Sue~ I think if you're feeling up to it, you should definately go see your mom & dad! One thing this journey has taught me is that life is so unpredictable.  If you NEED to see you parents, then DO IT!!! I would definately check it out with your rad onc & see if he/she gives you the ok first.  Even though LE hasn't been an issue for you, I agree with Chris & fmajk about the compression sleeve. Better safe than sorry!

fmajk~ Congrats on the half way mark!!!! I think your hair might be getting dry from all the washing . I'm pretty sure that hair shouldn't be harmed if it is not getting radiation. Are you using a gentle shampoo and conditioner?  I use Pureology & so far my hair (all 3/4 in. of it LOL!) is soft & not dry. 

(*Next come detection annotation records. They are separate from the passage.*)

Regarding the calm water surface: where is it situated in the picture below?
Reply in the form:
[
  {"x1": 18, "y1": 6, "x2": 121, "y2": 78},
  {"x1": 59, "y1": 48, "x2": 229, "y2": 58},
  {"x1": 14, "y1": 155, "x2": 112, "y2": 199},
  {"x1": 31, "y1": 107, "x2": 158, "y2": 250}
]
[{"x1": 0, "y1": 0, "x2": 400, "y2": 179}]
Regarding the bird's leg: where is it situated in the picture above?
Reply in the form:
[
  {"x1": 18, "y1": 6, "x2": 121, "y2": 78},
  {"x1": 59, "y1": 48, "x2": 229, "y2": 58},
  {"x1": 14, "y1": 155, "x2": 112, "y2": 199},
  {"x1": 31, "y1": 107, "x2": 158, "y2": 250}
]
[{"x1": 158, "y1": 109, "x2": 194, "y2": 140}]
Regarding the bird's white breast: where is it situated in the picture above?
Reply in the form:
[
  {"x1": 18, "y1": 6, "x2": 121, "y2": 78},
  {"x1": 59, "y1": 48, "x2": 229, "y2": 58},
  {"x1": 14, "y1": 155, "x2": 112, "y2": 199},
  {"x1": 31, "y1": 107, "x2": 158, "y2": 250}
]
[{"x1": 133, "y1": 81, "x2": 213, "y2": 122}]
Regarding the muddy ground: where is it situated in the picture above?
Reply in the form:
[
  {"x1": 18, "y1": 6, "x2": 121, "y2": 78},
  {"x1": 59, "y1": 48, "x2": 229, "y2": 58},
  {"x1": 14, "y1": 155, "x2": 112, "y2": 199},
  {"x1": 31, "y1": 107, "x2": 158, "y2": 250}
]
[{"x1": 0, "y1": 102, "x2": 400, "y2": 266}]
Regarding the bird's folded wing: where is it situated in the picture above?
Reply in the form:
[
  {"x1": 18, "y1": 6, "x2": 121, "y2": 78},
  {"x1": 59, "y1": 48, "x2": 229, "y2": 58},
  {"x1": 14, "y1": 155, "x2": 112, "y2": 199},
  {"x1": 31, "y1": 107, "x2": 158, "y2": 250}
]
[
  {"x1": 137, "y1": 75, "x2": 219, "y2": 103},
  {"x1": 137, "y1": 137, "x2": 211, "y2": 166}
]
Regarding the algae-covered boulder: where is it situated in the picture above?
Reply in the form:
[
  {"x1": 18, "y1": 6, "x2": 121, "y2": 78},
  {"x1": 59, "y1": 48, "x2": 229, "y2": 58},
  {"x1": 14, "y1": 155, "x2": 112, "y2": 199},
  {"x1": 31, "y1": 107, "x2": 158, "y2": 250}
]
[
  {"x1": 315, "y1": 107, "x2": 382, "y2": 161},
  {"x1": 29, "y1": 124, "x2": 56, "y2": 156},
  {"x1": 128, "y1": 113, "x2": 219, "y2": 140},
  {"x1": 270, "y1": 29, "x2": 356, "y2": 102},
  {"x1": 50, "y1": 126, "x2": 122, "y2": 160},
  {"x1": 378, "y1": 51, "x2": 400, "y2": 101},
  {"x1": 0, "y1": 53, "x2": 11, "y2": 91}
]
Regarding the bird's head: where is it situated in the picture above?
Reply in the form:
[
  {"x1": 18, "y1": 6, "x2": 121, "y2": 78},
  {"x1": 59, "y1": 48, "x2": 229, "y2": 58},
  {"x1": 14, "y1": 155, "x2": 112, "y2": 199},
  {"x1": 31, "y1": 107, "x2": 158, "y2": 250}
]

Chris~ I hope you get some good results with PT tomorrow. I have had some mild LE issues after my surgeries & now again with rads. It seems to stay under control with exercises, massage, & elevating my arm when I can. What is brachial nerve cording? It sure doesn't sound fun.....

Hugs to all,

Kristen

KRMC

Tomorrow is my last day of total treatments. I had 28 reg and tomorrow is the 8th boost.. I am ready  to break out the fireworks.  When you first start is seems like its going to take forvever.  I made it thru all quite well.  I just hope I never have to go back for anymore ever ever again.   I wish you all well during your treatments but tomorrow I will be celebrating No More Treatments.  My husband has sent me a pink rose each day at the treatment center.  Tomorrow he arranged for my techs to all get one also.  They have admired mine everyday and we just want to say "thank you" to them.  

beatlefanallison

fmajk,

This is one instance where less is definitely more!  Congrats on making it to the halfway mark!

 KRMC,

 Hooray!  Time to celebrate!  Great idea about the roses.

Alyad

as of this afternoon, I too am halfway!!!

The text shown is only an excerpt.